A recent study conducted at the Department of Kinesiology and Nutrition at the University of Illinois at Chicago, the effects of another day fasting (ADF) was investigated in a group of 16 obese men and women. The study design was quite complex and diet consisted of three phases: the first part was a 2-week baseline period during which the typical diet of the participants, the second part of the study involved the use of a carefully controlled diet that delivered 75% less set up calories to the day for 4 weeks, the last phase, the volunteers could produce their own food in order to choose while maintaining a 75% calorie deficit every other day. Various blood tests and physical measurements were carried out in the course of the experiment 10 weeks.

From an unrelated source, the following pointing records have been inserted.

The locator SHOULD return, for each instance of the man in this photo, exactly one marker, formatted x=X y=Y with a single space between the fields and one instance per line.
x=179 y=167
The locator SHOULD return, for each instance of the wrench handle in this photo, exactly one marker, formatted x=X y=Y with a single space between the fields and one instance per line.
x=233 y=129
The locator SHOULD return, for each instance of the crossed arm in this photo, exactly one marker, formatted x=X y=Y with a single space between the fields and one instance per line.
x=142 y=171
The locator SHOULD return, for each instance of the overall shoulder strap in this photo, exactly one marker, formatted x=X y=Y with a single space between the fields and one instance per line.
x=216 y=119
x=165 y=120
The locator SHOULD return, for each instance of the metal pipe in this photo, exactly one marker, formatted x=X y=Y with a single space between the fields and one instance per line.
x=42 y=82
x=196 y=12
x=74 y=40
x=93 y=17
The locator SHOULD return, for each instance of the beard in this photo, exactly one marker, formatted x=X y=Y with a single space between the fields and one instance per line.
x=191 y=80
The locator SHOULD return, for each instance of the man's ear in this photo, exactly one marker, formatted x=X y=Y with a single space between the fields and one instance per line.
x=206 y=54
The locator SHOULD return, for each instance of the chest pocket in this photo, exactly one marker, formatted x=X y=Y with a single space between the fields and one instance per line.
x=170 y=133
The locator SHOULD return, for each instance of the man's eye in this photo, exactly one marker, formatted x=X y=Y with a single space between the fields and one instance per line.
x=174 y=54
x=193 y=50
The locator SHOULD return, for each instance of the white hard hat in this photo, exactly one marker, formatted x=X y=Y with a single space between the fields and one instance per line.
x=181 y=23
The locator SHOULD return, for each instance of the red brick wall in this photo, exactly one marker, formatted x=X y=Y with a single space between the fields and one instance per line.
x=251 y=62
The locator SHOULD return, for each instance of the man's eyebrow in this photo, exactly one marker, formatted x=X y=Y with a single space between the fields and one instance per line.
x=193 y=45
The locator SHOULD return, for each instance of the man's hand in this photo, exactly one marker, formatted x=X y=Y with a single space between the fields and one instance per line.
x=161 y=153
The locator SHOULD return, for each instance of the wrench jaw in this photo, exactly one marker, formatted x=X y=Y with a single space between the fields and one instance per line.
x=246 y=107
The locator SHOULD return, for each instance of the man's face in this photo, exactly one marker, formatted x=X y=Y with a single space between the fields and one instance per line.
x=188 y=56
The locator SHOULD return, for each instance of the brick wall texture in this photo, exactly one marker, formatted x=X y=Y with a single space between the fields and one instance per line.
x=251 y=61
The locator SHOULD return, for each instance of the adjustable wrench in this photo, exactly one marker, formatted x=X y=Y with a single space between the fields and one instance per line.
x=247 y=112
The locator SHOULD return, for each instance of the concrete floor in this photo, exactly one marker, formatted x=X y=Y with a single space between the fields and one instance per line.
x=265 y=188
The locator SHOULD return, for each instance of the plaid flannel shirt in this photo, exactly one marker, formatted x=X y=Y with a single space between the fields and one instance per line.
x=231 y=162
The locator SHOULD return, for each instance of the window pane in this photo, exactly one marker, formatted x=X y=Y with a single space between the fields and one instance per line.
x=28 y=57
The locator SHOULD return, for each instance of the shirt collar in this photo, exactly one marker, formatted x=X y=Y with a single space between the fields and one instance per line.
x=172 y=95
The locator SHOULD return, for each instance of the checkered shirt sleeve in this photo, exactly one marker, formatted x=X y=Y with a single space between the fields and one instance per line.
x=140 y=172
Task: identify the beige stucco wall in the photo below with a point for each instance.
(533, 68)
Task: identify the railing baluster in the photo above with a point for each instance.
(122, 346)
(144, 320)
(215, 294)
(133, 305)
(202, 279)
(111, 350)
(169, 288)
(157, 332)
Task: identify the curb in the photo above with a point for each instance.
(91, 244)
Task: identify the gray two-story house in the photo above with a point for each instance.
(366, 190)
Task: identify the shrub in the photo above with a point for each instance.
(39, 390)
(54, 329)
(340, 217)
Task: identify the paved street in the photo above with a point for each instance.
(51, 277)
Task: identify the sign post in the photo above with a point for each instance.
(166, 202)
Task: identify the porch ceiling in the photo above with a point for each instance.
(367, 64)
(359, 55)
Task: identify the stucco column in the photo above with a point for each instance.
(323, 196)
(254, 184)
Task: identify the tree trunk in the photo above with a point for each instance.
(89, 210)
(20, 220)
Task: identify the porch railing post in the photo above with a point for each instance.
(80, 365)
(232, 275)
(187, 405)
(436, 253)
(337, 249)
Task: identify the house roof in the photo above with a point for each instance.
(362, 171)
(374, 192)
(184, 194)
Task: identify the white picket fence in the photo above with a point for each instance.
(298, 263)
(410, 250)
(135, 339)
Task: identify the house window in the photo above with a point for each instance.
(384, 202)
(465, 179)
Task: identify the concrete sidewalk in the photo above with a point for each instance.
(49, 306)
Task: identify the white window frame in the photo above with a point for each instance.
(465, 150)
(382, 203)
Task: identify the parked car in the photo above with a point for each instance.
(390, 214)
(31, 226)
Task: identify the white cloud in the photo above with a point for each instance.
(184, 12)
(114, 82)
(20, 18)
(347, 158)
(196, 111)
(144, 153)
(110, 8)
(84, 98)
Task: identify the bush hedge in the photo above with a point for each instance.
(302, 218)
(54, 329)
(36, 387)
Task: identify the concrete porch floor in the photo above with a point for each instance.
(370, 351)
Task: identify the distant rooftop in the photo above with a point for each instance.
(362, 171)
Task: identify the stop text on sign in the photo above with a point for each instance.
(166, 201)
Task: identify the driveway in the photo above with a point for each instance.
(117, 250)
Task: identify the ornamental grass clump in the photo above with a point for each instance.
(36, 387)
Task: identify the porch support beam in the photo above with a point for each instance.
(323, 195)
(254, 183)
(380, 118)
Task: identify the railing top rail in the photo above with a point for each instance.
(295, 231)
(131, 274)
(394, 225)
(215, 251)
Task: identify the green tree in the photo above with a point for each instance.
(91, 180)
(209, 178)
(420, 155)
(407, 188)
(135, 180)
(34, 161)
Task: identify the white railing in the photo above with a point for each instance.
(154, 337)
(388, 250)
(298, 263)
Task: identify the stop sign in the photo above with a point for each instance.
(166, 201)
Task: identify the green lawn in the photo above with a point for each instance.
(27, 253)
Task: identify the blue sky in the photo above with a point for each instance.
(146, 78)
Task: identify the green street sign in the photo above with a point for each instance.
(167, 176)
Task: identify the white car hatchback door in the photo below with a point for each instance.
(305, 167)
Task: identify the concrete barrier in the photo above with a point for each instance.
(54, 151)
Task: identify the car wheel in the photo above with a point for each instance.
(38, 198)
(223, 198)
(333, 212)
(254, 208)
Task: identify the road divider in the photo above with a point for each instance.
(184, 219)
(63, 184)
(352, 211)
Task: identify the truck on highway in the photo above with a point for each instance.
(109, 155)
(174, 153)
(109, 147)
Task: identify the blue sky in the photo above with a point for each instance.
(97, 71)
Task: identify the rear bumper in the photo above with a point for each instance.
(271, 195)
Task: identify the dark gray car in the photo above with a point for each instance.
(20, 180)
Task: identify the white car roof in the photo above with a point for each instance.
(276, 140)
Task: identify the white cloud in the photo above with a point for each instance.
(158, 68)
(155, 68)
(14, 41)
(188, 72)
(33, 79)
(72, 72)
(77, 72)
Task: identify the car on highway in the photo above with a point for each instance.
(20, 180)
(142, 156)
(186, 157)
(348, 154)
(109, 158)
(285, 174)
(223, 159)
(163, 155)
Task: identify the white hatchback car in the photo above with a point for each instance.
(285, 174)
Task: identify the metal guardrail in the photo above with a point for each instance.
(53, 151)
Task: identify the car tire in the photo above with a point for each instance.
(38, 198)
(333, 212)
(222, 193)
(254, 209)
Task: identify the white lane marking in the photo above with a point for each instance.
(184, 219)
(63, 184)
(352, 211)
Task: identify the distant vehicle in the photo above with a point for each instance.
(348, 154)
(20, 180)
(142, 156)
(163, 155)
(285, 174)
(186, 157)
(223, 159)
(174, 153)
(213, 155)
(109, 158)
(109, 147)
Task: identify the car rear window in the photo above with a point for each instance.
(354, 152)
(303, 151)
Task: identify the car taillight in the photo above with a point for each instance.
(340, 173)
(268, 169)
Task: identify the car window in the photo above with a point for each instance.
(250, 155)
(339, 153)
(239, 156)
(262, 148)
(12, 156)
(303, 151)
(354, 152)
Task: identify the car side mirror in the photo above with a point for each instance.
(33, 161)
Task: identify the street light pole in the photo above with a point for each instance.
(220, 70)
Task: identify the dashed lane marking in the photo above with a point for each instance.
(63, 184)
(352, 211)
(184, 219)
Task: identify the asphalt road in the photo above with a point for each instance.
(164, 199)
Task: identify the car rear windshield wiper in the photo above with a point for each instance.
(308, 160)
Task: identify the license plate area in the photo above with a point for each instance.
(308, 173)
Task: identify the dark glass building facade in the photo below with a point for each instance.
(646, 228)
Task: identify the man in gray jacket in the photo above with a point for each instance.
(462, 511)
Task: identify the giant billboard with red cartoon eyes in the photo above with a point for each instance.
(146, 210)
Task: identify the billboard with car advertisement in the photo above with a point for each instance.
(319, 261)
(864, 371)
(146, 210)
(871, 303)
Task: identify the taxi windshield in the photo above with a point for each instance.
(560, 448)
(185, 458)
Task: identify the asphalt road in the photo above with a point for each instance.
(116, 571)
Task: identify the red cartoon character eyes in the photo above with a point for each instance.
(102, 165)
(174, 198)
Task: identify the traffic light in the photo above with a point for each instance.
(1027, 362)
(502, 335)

- After 8 weeks of treatment, participants had an average 12.5 pounds decrease in body weight and a 4 cm decrease in waist circumference. Total fat mass decreased by about 12 pounds, while lean mass remained relatively constant.
- Plasma adiponectin, a protein hormone that is elevated in obesity and related cardiovascular disease, decreased by 30%. Similarly, LDL (25%) and triglycerides (32%).
Those researchers believe that the reduction of body fat and waist circumference may be responsible for the protective changes in the heart blood markers were measured. The final conclusions of the study state that “these findings indicate that reducing energy intake by implementing ADF (alternate day fasting), the risk of heart disease (CHD) levels in obese individuals.” Two recent animal studies from the University of California at Berkeley and the University of Turin, Italy have come to similar conclusions. In fact, the Italian study even went so far as to say that ADF can handle even the aging process through antioxidant and anti-inflammatory pathways to slow down. This is in line with previous findings that more severe forms of dietary restriction studied. (3,4,5)
The other day fasting seems a legitimate way to support healthy weight loss while improving overall health. But I wonder how much better the results of the ADF would be if the diets in the cited study emphasizes healthier, Whole Foods. So I would love the see the results of a study that ADF carb menu plan utilized. In fact, maybe they could have some eggs to the mix. The University of Illinois test, I highlighted the use of a fairly conventional menu that about 55% carbohydrates, 25% fat and 20% protein provided. Mirroring these figures around * can * possibly yield som
e very interesting results. Hopefully this kind of research will one day also be performed.